If anyone is interested i'm doing a free daily forex report on both the GBP/USD and Euro.

Reports should be out around 1pm EST.

I only look for 1 maybe 2 good set-ups during the trading week, but still give an analysis each day, and try to give enough forewarning on set-ups using 'swing-breakout' techniques.

http://thetradertrading.blogspot.com/

Regards,
Frank Dilernia


----------



## Frank D (15 November 2007)

Euro:-

Weekly 50% level supported price on Monday, with the view of a rotation back towards the break on Tuesday.

There were no set-ups on Wednesday as it was viewed as a ‘stalling day’, part of the 2-day reversal, however it failed to close above the 3-day high.

*Two probability patterns now*: - support off the Weekly 50% level, and there is a potential of a higher close into Friday. 

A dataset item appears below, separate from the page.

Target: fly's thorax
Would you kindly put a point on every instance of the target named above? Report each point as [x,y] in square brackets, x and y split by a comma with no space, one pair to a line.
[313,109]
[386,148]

A 2-day pattern up-move, and then failure (next day down) has the potential to collapse into Friday’s lows. There is also a forewarning pattern on ‘Dilernia Drops’ that is alerting traders the potential down move.........


http://thetradertrading.blogspot.com/


----------



## Frank D (16 November 2007)

_* A 2-day pattern up-move, and then failure (next day down) has the potential to collapse into Friday’s lows. There is also a forewarning pattern on ‘Dilernia Drops’ that is alerting traders the potential down move.(Yesterday's report)*_

Price action coming down on the 3rd day, and verifed with the break of the trailing intra-day support on Thursday.....


http://thetradertrading.blogspot.com/


----------



## Frank D (27 December 2007)

December rotation down into Support, and expectation that a break above the 3-day highs (White line) will swing upwards into January 50% level next week...

http://thetradertrading.blogspot.com/search?q=forex


----------



## ithatheekret (27 December 2007)

Good call Frank , that's my setups too , but I did take a short @ 198.high so far , slightly hesitant as I see a nudge possible in thin trade .


----------



## Frank D (28 December 2007)

Great long set-up yesterday on GBP.....

Entry 5-day 50% level, partial exit at resistance.

 once it broke out it wasn't coming back on Thursday...

Partial exit at these levels today, which also matches 90 pip spiral high and hopfully it continues higher..

It won't surprise me to see a re-test of the breakout level before any uptrend continues next week..


----------